If you’re reading this you are either not yet drunk or you have decided sensibly to avoid all the Emerald Isle themed nonsense that will be taking place in the streets around you.

March 17…St. Patrick’s Day…the one day of the year when being green is nothing to do with climate change or recycling. Unless you are recycling the 18 pints of Guinness and a plate of cabbage onto to the pavement/sidewalk/your own shoes/somebody else’s’ shoes.

Two years I ago, I wrote a piece about how much I hate March 17.

My feelings towards AHDD have mellowed but I am not a big fan of the day itself. All this week, I have been trying to work out where I can go to avoid bagpipes, Irish dancers and cabbage.

I have not been overly successful.

I hate the enforced nature of the day, the determination of people to prove that they’re Irish by getting shitfaced and asking complete strangers to kiss them. I hate the shelves full of Irish novelties, I hate the marketing of the whole drunken occasion. I don’t find leprechauns sexy, I don’t like red beards (especially on women) and I object being told that it’s all part of the “craic”.

No, it’s not.

The Irish may have a reputation for being fond of a pint or two but anyone who has actually been to Ireland will soon find that it isn’t filled with drunk people dressed entirely in green stumbling through the streets looking for affection from strangers.

The problem is that if this one of your favorite days of the year, you probably own this fetching outfit…

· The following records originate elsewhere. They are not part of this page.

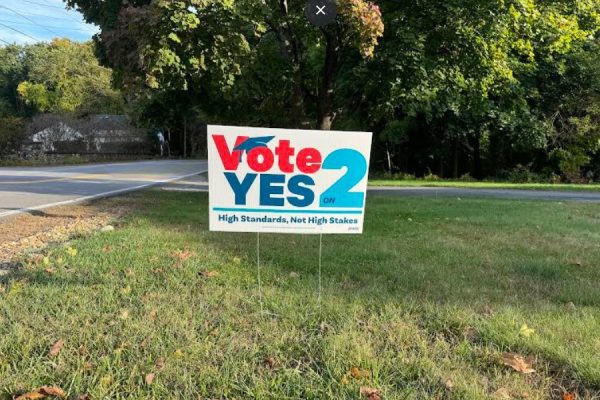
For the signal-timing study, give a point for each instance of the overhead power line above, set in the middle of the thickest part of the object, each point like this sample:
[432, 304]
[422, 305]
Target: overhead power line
[20, 32]
[30, 20]
[47, 26]
[42, 4]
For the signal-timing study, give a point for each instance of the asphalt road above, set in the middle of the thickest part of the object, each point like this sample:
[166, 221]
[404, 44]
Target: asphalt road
[200, 184]
[29, 189]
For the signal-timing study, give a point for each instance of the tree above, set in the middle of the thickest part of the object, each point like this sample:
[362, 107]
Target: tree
[207, 46]
[65, 77]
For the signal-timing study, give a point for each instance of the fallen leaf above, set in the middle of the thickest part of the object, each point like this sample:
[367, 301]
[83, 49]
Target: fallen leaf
[56, 348]
[30, 396]
[106, 380]
[518, 363]
[181, 255]
[71, 252]
[370, 393]
[323, 327]
[270, 362]
[209, 274]
[358, 373]
[526, 331]
[449, 384]
[41, 393]
[501, 393]
[52, 391]
[150, 378]
[160, 363]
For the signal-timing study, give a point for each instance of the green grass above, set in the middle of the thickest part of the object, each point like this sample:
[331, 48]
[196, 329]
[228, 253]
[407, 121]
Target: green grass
[593, 187]
[435, 290]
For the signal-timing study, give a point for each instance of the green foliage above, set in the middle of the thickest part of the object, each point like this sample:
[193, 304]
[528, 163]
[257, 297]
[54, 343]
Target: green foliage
[65, 77]
[11, 134]
[454, 87]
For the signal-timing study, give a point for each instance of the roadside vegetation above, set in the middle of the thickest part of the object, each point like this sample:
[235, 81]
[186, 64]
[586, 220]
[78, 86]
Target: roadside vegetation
[484, 88]
[438, 299]
[585, 187]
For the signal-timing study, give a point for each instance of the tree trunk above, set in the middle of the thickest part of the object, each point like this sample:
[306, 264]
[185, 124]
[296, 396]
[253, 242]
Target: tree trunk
[184, 137]
[325, 111]
[477, 166]
[455, 166]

Which says several things about you…

  • You are not Irish.
  • You have never been to Ireland
  • You drink Guinness once a year
  • You probably don’t know the capital of Ireland
  • You think that U2 became a better band after they released Zooropa and you have no idea who The Undertones are.
  • You think that Tom Cruise did a great Irish accent in ‘Far and Away’.
  • You are expecting to get laid because you have embraced the “craic”. You won’t.

The fact that the streets of civilised communities will have to put up with hordes of people like the gentleman pictured is another reason to hate the day.

Do you know who doesn’t hate the day?

The owners of every Irish bar in the country. And even the ones that aren’t Irish will be making sure that they are hanging green balloons to let everyone know that they are all part of the celebration. This is the day when it is acceptable to drink heavily from the early hours of the morning – two of the bars in my small New England town are opening at 9 a.m. and 12 p.m. respectively (the only reason the second bar is opening later is because the Irish owner is opening his other bar at 8 a.m.).

And who are we celebrating?

St. Patrick. The patron saint of Ireland. Famous for banishing snakes from the country and making the Shamrock a marketing tool for future generations.

Not for drinking large quantities of alcohol, falling down and being sick over his green waistcoat.

Still, it’s only once a year…

Enjoy yourself, pretend that you know what Gaelic is (clue: it doesn’t come on the bread that you get when you order pizza) and try to remember that there are other Irish bands apart from U2.

And whatever you do…don’t Riverdance.